Addressing workers' concerns about AI
Artificial intelligence (AI) and machine learning (ML) solutions are being adopted across every industry today. Quite often, these initiatives involve deploying ML models into operational settings where the model output ends up being a widget on the screens or a number on the reports that are put in front of hundreds, if not thousands, of front-line employees. These could be underwriters, loan officers, fraud investigators, nurses, teachers, claims adjusters, or attorneys. No industry is immune to these transformations.
These initiatives are typically driven from the top down. Management monitors and looks for ways to improve KPIs, and increasingly, AI/ML initiatives are identified as a means to this end. Certainly, there’s plenty of communication among executive, finance, data science, and operational leaders about these initiatives. Unfortunately, in many of the organizations I’ve worked with, the group of folks who are most commonly left out of the discussion are the front-line employees.

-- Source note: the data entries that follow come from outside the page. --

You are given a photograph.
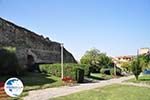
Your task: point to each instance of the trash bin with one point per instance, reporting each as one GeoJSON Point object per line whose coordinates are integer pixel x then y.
{"type": "Point", "coordinates": [80, 75]}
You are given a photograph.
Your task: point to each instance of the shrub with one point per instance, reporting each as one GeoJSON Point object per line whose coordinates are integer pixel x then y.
{"type": "Point", "coordinates": [8, 62]}
{"type": "Point", "coordinates": [105, 71]}
{"type": "Point", "coordinates": [69, 69]}
{"type": "Point", "coordinates": [110, 71]}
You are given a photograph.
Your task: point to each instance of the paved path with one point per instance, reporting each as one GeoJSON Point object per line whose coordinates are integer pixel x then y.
{"type": "Point", "coordinates": [48, 93]}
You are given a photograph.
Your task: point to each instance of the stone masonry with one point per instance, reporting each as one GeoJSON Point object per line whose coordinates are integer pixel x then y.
{"type": "Point", "coordinates": [31, 47]}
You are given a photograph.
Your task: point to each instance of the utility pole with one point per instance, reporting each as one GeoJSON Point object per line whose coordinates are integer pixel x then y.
{"type": "Point", "coordinates": [62, 70]}
{"type": "Point", "coordinates": [114, 68]}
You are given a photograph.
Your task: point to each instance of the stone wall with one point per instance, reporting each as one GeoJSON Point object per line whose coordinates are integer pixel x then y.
{"type": "Point", "coordinates": [27, 43]}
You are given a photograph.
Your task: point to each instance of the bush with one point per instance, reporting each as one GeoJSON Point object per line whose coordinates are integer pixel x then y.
{"type": "Point", "coordinates": [105, 71]}
{"type": "Point", "coordinates": [69, 69]}
{"type": "Point", "coordinates": [110, 71]}
{"type": "Point", "coordinates": [8, 62]}
{"type": "Point", "coordinates": [79, 75]}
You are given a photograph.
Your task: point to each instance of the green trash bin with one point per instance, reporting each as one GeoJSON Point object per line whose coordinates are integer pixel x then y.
{"type": "Point", "coordinates": [80, 75]}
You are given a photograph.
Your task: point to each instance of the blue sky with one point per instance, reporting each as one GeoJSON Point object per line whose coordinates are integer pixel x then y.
{"type": "Point", "coordinates": [117, 27]}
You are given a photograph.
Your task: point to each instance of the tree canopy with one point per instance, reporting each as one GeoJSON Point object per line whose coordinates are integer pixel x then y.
{"type": "Point", "coordinates": [96, 59]}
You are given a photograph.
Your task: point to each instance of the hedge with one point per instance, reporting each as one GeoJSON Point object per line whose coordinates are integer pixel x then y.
{"type": "Point", "coordinates": [69, 69]}
{"type": "Point", "coordinates": [8, 62]}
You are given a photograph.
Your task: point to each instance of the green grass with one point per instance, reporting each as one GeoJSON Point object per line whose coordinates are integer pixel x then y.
{"type": "Point", "coordinates": [34, 81]}
{"type": "Point", "coordinates": [99, 76]}
{"type": "Point", "coordinates": [112, 92]}
{"type": "Point", "coordinates": [145, 79]}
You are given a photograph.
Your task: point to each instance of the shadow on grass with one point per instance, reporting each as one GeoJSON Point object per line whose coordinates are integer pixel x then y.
{"type": "Point", "coordinates": [144, 79]}
{"type": "Point", "coordinates": [32, 79]}
{"type": "Point", "coordinates": [96, 78]}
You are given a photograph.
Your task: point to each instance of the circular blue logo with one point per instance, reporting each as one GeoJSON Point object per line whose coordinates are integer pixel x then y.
{"type": "Point", "coordinates": [13, 87]}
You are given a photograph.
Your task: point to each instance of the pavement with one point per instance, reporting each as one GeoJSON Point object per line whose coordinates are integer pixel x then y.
{"type": "Point", "coordinates": [46, 94]}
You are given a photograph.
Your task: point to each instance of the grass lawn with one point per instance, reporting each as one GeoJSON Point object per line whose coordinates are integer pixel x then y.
{"type": "Point", "coordinates": [145, 79]}
{"type": "Point", "coordinates": [33, 81]}
{"type": "Point", "coordinates": [112, 92]}
{"type": "Point", "coordinates": [99, 76]}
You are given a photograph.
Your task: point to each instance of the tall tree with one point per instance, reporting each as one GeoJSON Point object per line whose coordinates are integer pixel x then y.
{"type": "Point", "coordinates": [136, 66]}
{"type": "Point", "coordinates": [96, 59]}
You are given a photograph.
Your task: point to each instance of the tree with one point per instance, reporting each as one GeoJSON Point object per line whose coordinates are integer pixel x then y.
{"type": "Point", "coordinates": [96, 59]}
{"type": "Point", "coordinates": [136, 67]}
{"type": "Point", "coordinates": [126, 66]}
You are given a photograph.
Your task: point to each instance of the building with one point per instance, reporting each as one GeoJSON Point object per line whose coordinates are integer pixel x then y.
{"type": "Point", "coordinates": [120, 59]}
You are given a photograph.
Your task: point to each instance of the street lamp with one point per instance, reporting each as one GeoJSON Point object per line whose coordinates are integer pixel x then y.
{"type": "Point", "coordinates": [115, 68]}
{"type": "Point", "coordinates": [62, 70]}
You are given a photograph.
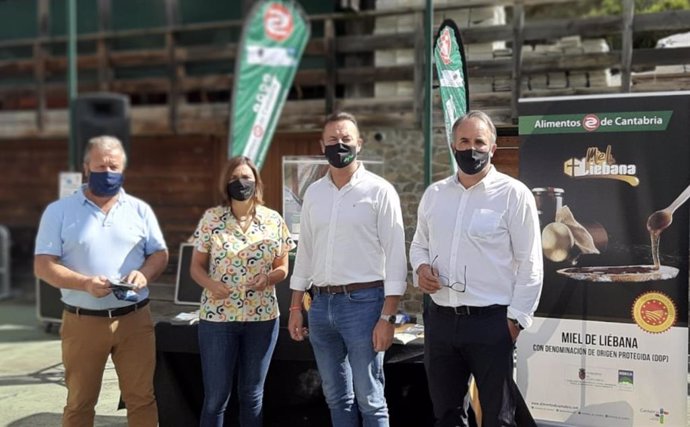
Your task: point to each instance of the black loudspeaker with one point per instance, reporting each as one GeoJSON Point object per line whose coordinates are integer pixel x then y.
{"type": "Point", "coordinates": [98, 114]}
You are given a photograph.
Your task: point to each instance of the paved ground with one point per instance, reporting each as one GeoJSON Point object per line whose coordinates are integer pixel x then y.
{"type": "Point", "coordinates": [32, 390]}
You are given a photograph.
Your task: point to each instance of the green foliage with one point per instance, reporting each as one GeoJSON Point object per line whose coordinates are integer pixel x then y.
{"type": "Point", "coordinates": [615, 7]}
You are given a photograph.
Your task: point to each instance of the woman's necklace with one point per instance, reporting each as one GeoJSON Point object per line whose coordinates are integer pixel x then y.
{"type": "Point", "coordinates": [243, 220]}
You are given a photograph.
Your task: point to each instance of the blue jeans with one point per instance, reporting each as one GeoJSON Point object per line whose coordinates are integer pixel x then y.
{"type": "Point", "coordinates": [340, 331]}
{"type": "Point", "coordinates": [224, 346]}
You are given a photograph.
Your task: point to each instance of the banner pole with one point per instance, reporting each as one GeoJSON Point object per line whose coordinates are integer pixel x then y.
{"type": "Point", "coordinates": [72, 80]}
{"type": "Point", "coordinates": [428, 118]}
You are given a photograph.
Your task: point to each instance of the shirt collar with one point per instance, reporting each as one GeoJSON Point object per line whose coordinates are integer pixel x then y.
{"type": "Point", "coordinates": [83, 199]}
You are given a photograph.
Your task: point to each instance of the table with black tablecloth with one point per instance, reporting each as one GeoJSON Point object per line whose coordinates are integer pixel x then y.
{"type": "Point", "coordinates": [292, 395]}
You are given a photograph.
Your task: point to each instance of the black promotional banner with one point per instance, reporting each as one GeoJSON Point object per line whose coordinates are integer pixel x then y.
{"type": "Point", "coordinates": [611, 176]}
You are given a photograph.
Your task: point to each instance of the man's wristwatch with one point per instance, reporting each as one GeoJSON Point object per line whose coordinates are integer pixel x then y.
{"type": "Point", "coordinates": [516, 323]}
{"type": "Point", "coordinates": [390, 318]}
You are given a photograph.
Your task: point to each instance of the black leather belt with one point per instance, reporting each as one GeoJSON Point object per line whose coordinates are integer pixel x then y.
{"type": "Point", "coordinates": [467, 310]}
{"type": "Point", "coordinates": [340, 289]}
{"type": "Point", "coordinates": [113, 312]}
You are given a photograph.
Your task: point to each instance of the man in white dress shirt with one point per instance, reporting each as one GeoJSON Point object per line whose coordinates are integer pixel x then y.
{"type": "Point", "coordinates": [352, 250]}
{"type": "Point", "coordinates": [477, 252]}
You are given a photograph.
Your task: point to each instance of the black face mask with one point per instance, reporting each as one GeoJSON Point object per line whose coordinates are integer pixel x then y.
{"type": "Point", "coordinates": [471, 161]}
{"type": "Point", "coordinates": [340, 155]}
{"type": "Point", "coordinates": [241, 189]}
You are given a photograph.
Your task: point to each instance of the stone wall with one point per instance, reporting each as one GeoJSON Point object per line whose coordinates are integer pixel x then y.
{"type": "Point", "coordinates": [403, 151]}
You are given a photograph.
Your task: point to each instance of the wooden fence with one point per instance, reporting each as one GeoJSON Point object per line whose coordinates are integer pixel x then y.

As initiatives are rolled out, and the widgets or other indicators are incorporated into the modified daily standard operating procedures (SOPs), the impact of these initiatives on the morale of the front-line workers is often overlooked. If managers don’t proactively seek to educate the workforce with a healthy perspective, they are leaving to chance the interpretation those folks will have.
In this article, I’ll describe some of the common, often latent, reactions employees have to AI/ML initiatives, along with an approach that management can adopt to foster a positive, informed mindset. I won’t spend much time on the consequences of failing to manage the reception of AI by the workforce. Managers already know that every initiative they roll out will be only as successful as the front-line workers want it to be. Fail to get them on board, and these initiatives are doomed.
The Spectrum of Reactions
When corporate leaders unveil new AI/ML initiatives that will impact the daily routines of front-line professionals, a spectrum of reactions emerges:
- Positive perspective. Some individuals within the organization may view these innovations as a positive step forward. They recognize the potential benefits and are eager to embrace the change, believing it will enhance their workflow and productivity. This is not the common reaction, but champions of change may look at it this way.
- Insecurity. It’s not uncommon for a subset of employees to feel a sense of paranoia or insecurity when faced with AI/ML implementations. They may question why they were chosen for this change, fearing it could be a reflection of their job performance or even job security. These folks quietly worry, “Uh-oh, why did they give me this, do they think I’m not doing a good job, am I in trouble?”
- Fear of job displacement. The fear of job displacement is a legitimate concern for many. They worry that AI might eventually replace their roles altogether. They see these initiatives and think, “Oh no, AI. Is this going to take my job?”
- Defensive and territorial reactions. There will likely be some individuals who take pride in their expertise and experience, and who scoff at the notion that AI could help them. They will question how a machine could possibly understand their customers (or other focus of their work) better than they do. These folks view AI/ML initiatives as a sign that management doesn’t appreciate their knowledge and expertise or the value that they bring to the organization.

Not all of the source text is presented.